When you shift into REM sleep, the balance in neurotransmitters shifts from predominantly serotonin and norepinephrine to mostly acetylcholine. During REM sleep acetylcholine levels are very high, and noreinephrine and serotonin levels are very low. That is why you are paralyzed during REM sleep. But how do we switch from sleep to the awake state? There are two powerful mechanisms that balance and interact with each other to cause this, the homeostatic sleep drive and the circadian rhythm.
As your day progresses, the homeostatic sleep drive is regulated by hormones in the body. Cortisol goes down and melatonin goes up to trigger sleepiness.

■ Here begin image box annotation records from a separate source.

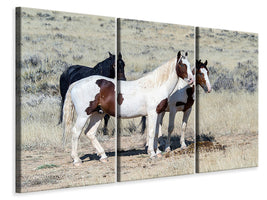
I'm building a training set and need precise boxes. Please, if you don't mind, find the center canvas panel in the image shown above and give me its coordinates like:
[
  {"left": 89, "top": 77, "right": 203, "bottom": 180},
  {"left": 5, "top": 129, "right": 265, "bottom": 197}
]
[{"left": 117, "top": 19, "right": 195, "bottom": 181}]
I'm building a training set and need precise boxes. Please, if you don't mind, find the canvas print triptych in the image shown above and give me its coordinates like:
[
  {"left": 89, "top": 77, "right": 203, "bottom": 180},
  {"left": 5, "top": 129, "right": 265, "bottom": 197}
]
[{"left": 16, "top": 8, "right": 258, "bottom": 192}]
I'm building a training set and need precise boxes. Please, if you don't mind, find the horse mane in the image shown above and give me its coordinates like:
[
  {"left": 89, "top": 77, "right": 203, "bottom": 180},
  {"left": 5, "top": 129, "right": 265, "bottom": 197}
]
[{"left": 138, "top": 57, "right": 177, "bottom": 88}]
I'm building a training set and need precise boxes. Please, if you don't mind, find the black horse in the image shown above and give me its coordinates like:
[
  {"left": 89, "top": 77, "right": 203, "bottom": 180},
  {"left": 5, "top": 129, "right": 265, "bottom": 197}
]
[{"left": 59, "top": 52, "right": 126, "bottom": 133}]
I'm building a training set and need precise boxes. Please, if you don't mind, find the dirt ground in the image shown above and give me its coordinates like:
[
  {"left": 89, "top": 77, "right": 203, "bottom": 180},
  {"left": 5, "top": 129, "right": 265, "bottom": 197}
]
[{"left": 17, "top": 130, "right": 258, "bottom": 192}]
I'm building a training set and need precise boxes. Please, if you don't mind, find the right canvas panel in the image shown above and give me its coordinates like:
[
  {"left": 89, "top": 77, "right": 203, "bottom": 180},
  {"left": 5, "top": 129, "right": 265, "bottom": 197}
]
[{"left": 196, "top": 28, "right": 258, "bottom": 173}]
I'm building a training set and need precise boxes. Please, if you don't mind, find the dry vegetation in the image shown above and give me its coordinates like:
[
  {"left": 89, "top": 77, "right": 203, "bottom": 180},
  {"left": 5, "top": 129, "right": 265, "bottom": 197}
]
[
  {"left": 17, "top": 8, "right": 258, "bottom": 192},
  {"left": 17, "top": 8, "right": 115, "bottom": 192},
  {"left": 196, "top": 28, "right": 258, "bottom": 172},
  {"left": 118, "top": 19, "right": 195, "bottom": 181}
]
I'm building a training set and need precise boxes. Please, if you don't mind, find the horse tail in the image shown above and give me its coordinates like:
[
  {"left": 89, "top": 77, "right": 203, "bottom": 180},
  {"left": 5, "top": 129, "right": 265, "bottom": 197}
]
[
  {"left": 139, "top": 116, "right": 146, "bottom": 134},
  {"left": 62, "top": 87, "right": 74, "bottom": 146}
]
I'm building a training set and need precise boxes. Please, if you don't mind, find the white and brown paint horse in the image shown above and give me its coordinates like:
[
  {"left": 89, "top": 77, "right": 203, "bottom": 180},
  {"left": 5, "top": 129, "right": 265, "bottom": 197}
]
[
  {"left": 63, "top": 51, "right": 193, "bottom": 165},
  {"left": 159, "top": 60, "right": 211, "bottom": 152}
]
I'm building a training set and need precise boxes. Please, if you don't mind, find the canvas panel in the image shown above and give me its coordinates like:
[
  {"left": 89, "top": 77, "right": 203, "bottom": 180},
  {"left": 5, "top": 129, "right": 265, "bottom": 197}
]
[
  {"left": 117, "top": 19, "right": 195, "bottom": 181},
  {"left": 16, "top": 8, "right": 116, "bottom": 192},
  {"left": 196, "top": 27, "right": 258, "bottom": 172}
]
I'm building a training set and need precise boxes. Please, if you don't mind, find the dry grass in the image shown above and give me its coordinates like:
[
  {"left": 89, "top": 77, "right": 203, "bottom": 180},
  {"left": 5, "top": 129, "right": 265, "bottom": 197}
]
[
  {"left": 197, "top": 91, "right": 258, "bottom": 136},
  {"left": 17, "top": 8, "right": 258, "bottom": 192}
]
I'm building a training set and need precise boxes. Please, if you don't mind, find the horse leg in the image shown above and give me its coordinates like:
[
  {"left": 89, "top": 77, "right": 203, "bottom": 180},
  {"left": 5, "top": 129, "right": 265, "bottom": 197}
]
[
  {"left": 103, "top": 115, "right": 110, "bottom": 135},
  {"left": 71, "top": 116, "right": 87, "bottom": 166},
  {"left": 165, "top": 106, "right": 176, "bottom": 152},
  {"left": 147, "top": 111, "right": 159, "bottom": 158},
  {"left": 86, "top": 113, "right": 107, "bottom": 162},
  {"left": 158, "top": 112, "right": 165, "bottom": 150},
  {"left": 180, "top": 108, "right": 192, "bottom": 149}
]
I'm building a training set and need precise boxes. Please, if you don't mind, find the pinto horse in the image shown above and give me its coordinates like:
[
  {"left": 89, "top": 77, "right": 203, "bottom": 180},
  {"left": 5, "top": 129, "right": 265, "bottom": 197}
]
[
  {"left": 63, "top": 51, "right": 193, "bottom": 165},
  {"left": 159, "top": 60, "right": 211, "bottom": 152},
  {"left": 59, "top": 52, "right": 126, "bottom": 131}
]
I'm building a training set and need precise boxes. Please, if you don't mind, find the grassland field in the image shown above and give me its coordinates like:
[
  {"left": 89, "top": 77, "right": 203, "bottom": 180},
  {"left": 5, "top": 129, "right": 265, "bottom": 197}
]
[{"left": 17, "top": 8, "right": 258, "bottom": 192}]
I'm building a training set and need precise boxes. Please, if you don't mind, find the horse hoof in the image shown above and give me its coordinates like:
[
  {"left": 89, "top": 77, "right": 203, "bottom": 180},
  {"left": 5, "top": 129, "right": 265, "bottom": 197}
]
[
  {"left": 73, "top": 161, "right": 82, "bottom": 167},
  {"left": 165, "top": 147, "right": 171, "bottom": 153},
  {"left": 99, "top": 158, "right": 108, "bottom": 163},
  {"left": 157, "top": 153, "right": 162, "bottom": 158}
]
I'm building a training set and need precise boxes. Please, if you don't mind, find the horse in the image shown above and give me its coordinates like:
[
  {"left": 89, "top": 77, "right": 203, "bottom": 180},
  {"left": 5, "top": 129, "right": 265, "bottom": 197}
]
[
  {"left": 156, "top": 60, "right": 211, "bottom": 152},
  {"left": 58, "top": 52, "right": 126, "bottom": 132},
  {"left": 63, "top": 51, "right": 193, "bottom": 165}
]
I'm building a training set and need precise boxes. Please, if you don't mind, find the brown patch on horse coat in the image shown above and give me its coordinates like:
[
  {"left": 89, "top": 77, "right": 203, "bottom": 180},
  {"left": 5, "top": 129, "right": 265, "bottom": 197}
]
[
  {"left": 85, "top": 93, "right": 100, "bottom": 115},
  {"left": 176, "top": 86, "right": 194, "bottom": 112},
  {"left": 156, "top": 98, "right": 168, "bottom": 114},
  {"left": 117, "top": 93, "right": 124, "bottom": 105},
  {"left": 85, "top": 79, "right": 115, "bottom": 116}
]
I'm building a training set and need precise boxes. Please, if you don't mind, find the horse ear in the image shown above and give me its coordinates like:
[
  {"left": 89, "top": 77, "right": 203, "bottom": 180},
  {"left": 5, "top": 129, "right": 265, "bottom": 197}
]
[
  {"left": 177, "top": 51, "right": 181, "bottom": 60},
  {"left": 118, "top": 52, "right": 122, "bottom": 60}
]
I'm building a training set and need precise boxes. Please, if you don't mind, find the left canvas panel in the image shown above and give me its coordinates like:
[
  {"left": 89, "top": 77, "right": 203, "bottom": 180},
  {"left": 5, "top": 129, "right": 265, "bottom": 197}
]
[{"left": 16, "top": 8, "right": 116, "bottom": 192}]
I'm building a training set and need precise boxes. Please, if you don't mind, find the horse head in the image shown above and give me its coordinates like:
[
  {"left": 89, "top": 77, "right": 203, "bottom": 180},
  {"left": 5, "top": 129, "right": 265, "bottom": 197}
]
[
  {"left": 117, "top": 52, "right": 126, "bottom": 81},
  {"left": 196, "top": 60, "right": 211, "bottom": 93},
  {"left": 176, "top": 51, "right": 194, "bottom": 85}
]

The circadian rhythm is driven by an internal body clock called the suprachiasmatic nucleus which controls the body's sleep patterns. Your eyes transfer information about light and darkness to the suprachiasmatic nucleus, which synchronizes your rhythms with your external environment. There are also local circadian clocks found in different brain regions and throughout the body. And these generate rhythms through your gene expression, metabolism, and other physiological activities.
So as the day wears on, the homeostatic sleep drive increases in activity while your circadian clock slackens off and allows for sleep to occur around bedtime. As you sleep, melatonin production continues, and the homeostatic sleep drive begins to wind down. Finally, just before you wake, melatonin production stops and kicks off your circadian arousal drive starting the process all over again.